Outsourcing IT to an MSP can provide security and cost savings, says Dan Marcellus, chief executive officer of SkyPort IT, a health care IT services provider based in Rochester, New York.
“For an ASC using 50–75 computers, a single IT employee would spend much of their time keeping systems updated and patched,” he says. “That does not leave much time for other critical IT issues, such as cyber security, data backup management, problems that can hinder productivity and IT infrastructure strategic planning.” For typically less than the cost of a full-time employee, an ASC can get access to a full team of experts and their tools to manage these and other tasks, he adds. “You also gain a support system to help keep your ASC running if your IT employee becomes unavailable.”
Take several factors into consideration when choosing an MSP, O’Connor says. “Look for an MSP experienced in health care and, preferably, in ASCs. You want a partner with experience supporting a facility like yours. Cost should be a driving factor, but not the overall driving factor in choosing an MSP. Finally, make sure the MSP is current with all reporting and regulatory issues.”
Marcellus recommends looking for an MSP with a strong grasp of the Health Insurance Portability and Accountability Act of 1996 (HIPAA). “Many of the deficiencies that jeopardize HIPAA compliance are relatively easy fixes,” he says. “These can include implementing a group policy to prevent thumb drives from taking data off a computer, restricting Internet access and enabling password locking when staff walk away from a computer. An MSP knowledgeable in HIPAA will know how to find these vulnerabilities, address them and make sure they do not return.”
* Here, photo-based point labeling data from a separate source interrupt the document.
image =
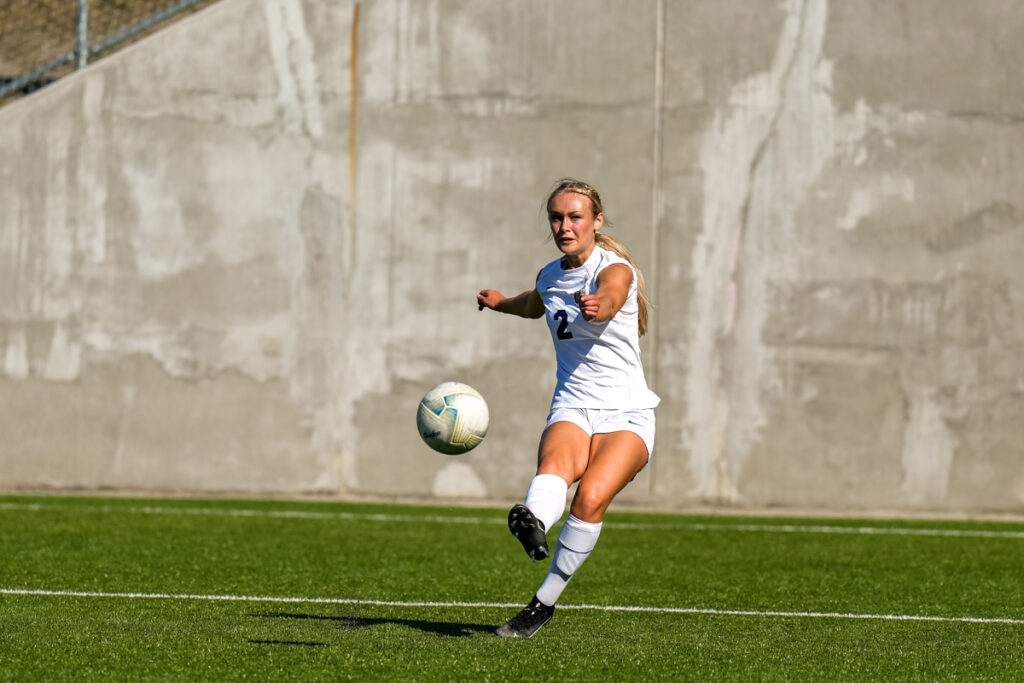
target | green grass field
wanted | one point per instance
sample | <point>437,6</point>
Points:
<point>130,589</point>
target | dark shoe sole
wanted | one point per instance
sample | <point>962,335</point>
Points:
<point>527,622</point>
<point>528,531</point>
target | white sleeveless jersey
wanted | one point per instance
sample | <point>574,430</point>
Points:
<point>598,363</point>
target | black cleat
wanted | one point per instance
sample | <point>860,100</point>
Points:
<point>529,531</point>
<point>527,622</point>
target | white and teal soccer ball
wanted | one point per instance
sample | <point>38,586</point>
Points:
<point>453,418</point>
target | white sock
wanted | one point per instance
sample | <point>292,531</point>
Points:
<point>576,542</point>
<point>546,499</point>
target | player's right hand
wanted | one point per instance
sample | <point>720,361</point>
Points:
<point>488,299</point>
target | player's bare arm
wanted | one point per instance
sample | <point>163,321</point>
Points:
<point>526,304</point>
<point>612,288</point>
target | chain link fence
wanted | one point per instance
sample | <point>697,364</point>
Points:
<point>43,40</point>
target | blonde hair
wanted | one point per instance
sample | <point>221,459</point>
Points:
<point>580,187</point>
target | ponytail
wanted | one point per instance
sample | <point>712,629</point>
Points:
<point>617,248</point>
<point>588,190</point>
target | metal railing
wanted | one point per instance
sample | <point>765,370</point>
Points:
<point>26,25</point>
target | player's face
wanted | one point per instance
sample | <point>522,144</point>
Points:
<point>573,225</point>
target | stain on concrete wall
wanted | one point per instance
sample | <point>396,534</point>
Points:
<point>236,255</point>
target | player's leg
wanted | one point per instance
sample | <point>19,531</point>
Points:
<point>562,458</point>
<point>615,459</point>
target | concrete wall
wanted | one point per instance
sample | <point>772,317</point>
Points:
<point>235,256</point>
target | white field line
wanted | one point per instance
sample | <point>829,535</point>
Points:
<point>503,605</point>
<point>500,520</point>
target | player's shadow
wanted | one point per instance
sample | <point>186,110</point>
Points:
<point>449,629</point>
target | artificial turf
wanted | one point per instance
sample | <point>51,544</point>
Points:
<point>224,590</point>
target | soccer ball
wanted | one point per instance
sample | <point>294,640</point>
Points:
<point>453,418</point>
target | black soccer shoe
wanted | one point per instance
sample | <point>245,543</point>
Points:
<point>527,622</point>
<point>529,531</point>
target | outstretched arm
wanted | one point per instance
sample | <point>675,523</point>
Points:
<point>526,304</point>
<point>612,288</point>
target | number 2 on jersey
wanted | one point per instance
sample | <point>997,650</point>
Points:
<point>562,332</point>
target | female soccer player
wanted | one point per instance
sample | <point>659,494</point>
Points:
<point>601,426</point>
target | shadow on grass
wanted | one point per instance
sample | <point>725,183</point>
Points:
<point>450,629</point>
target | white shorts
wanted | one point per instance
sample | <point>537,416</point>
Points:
<point>601,421</point>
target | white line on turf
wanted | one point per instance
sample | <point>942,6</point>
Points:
<point>610,608</point>
<point>500,520</point>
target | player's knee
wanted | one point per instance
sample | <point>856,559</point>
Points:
<point>590,503</point>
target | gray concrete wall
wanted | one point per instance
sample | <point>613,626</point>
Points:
<point>236,255</point>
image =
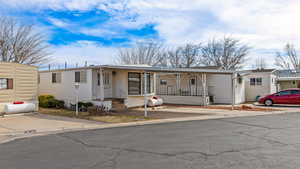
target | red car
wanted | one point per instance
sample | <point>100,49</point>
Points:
<point>289,96</point>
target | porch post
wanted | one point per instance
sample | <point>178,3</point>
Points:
<point>178,84</point>
<point>204,88</point>
<point>233,91</point>
<point>145,94</point>
<point>101,85</point>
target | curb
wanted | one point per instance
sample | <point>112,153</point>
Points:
<point>23,134</point>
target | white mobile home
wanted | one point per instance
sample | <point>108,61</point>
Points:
<point>125,85</point>
<point>18,82</point>
<point>259,83</point>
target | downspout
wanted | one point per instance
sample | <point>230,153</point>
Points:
<point>233,90</point>
<point>145,94</point>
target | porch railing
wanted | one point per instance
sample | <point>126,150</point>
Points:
<point>172,91</point>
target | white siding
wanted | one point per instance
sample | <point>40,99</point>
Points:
<point>267,87</point>
<point>66,90</point>
<point>219,85</point>
<point>96,88</point>
<point>186,100</point>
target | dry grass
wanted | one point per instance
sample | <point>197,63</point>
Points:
<point>112,118</point>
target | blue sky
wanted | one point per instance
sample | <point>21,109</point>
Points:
<point>93,30</point>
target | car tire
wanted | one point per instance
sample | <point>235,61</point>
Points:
<point>268,102</point>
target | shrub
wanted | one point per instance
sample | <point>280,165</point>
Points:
<point>48,101</point>
<point>97,111</point>
<point>83,106</point>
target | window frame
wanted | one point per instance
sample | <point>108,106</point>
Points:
<point>9,83</point>
<point>77,78</point>
<point>139,83</point>
<point>163,82</point>
<point>54,77</point>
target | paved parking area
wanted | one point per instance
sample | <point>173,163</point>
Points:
<point>15,125</point>
<point>258,142</point>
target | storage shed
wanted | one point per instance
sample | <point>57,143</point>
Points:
<point>18,82</point>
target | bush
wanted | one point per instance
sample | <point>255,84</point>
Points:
<point>83,106</point>
<point>48,101</point>
<point>44,100</point>
<point>97,111</point>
He says ASCs also should ensure the MSP is willing to sign a business associate contract, an agreement to meet the same HIPAA requirements as the ASC.
In addition to researching an MSP’s qualifications, O’Connor recommends interviewing the MSP employee who will manage your account. “Make sure you are comfortable working with them as if they were an employee of the ASC. This individual should fit your culture and understand how to meet the needs of your ASC.”
Throughout your partnership with an MSP, there should be a regular sharing of information about your ASC’s IT performance, O’Connor says. “During the implementation of an MSP’s services and the conversion of IT management to the MSP, request at least weekly status updates. This should become a daily update during the first week of the MSP assuming management responsibilities or at least until processes are stabilized.”
Monthly monitoring reports thereafter are critical, Marcellus says. “While these reports will vary based upon the MSP’s contracted services, reports may provide status updates on your ASC’s systems, applications, network and security. Discussing the results of each report with your MSP can help ensure you have a good understanding of your IT’s current and future performance and needs.”